Dani Amaral ligando o carrro
Sérgio Ranalli
Mesmo com o laudo pericial, frases como “Ela sabe que tem que adaptar o carro?” e “Onde ela pesquisou que pode dirigir? No Google?” foram ouvidas por Dani durante o processo de biometria; situação que ela compartilhou na época, em seus stories no Instagram.
“Eu fiquei com muito medo, porque me remeteu à todas as vezes em que eu queria fazer algo, e alguém me impediu. Foi quando eu cheguei em casa e fiz aquela sequência de stories, porque o rapaz disse que ia coletar minha digital, mas que eles poderiam embargar meu processo”.
Independência e oportunidades profissionais
Dani Amaral sofreu muito preconceito até conseguir tirar o documento
Sérgio Ranalli
Anos após enfrentar situações de capacitismo e concluir o processo de habilitação, Dani conseguiu exercer a independência que a motivou a correr atrás desse direito. O sedã compacto já deu lugar à picape média, como comentamos, que segundo a influenciadora a faz se sentir mais segura para dirigir em rodovias.
Para dirigir, ela usa o pé direito para comandar o carro com acelerador e freio. Volante, aletas de seta e para-brisas, freio de estacionamento, manopla de câmbio, luzes, espelhos retrovisores e central multimídia são todos comandados pelo pé esquerdo.
“Eu sempre olho se o freio de mão não é tão difícil de puxar, se o botão da manopla de câmbio é muito difícil de segurar e as facilidades de luz e para-brisas (automático na S10), pois são coisas que facilitam. Nem todo mundo sabe lidar com uma deficiência e ninguém é obrigado a saber, mas a gente é obrigado a respeitar e dar oportunidade; e foi o que essa autoescola fez comigo”, reflete.
Dani Amaral faz tudo com os pés
Sérgio Ranalli
Hoje, ela comenta que sua história inspira não só pessoas com uma deficiência igual ou parecida, como também pessoas sem deficiência. Isso porque, Dani recebe vários comentários de pessoas que tinham medo de dirigir, mas resolveram enfrentá-lo, após ouvirem seus relatos e verem seus vídeos ao volante. “Quando eu comecei na internet e eu vi pessoas chegando até mim desse jeito, eu pensei ‘Eu posso ser essa ponte também pra desmistificar essa questão da deficiência pra quem não tem, e pra quem tem, é uma maneira de termos uma troca’”.
Além dos perfis públicos, a influenciadora também tem um grupo no WhatsApp com meninas do Brasil inteiro portadoras da mesma deficiência, onde trocam experiências. “O meu processo (de tirar habilitação) não foi tão demorado por minha causa, porque eu sei que se eu não tivesse falado para o perito dar uma volta comigo no dia da perícia, ele teria pedido volante no assoalho e muitas coisas que, em vez de me ajudar, iriam me atrapalhar”, conclui.
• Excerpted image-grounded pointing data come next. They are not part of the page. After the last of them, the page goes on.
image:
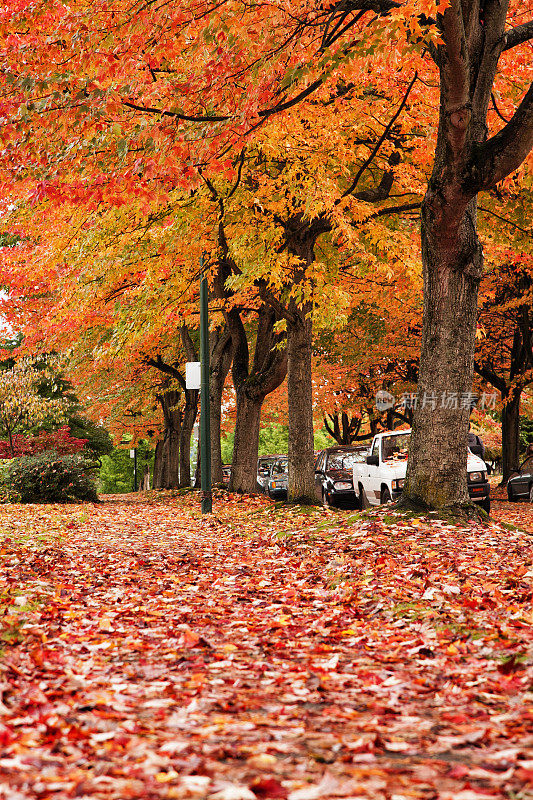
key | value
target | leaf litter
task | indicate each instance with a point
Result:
(263, 652)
Chevrolet S10 de Dani Amaral não tem adaptações
Sérgio Ranalli
Ter a CNH também abriu portas profissionais para a criadora de conteúdo: Dani tem um quadro em seu canal no Youtube, onde dá uma carona para um entrevistado enquanto faz as perguntas. Além disso, também compartilha em seu canal e perfil no Instagram, receitas, vídeos se maquiando, viagens e estilo de vida.
“Minha sensação ao volante hoje, é de poder e independência. Saber que eu estou dentro do carro, eu por mim mesma, me dá uma sensação de liberdade muito grande e de poder, de saber que eu posso fazer aquilo que eu quero”, afirma.
Formada em contabilidade, Dani se tornou palestrante entre 2017 e 2018, após se aprofundar em estudos sobre o comportamento humano. A paranaense também aplica treinamentos interpessoais para diversas empresas.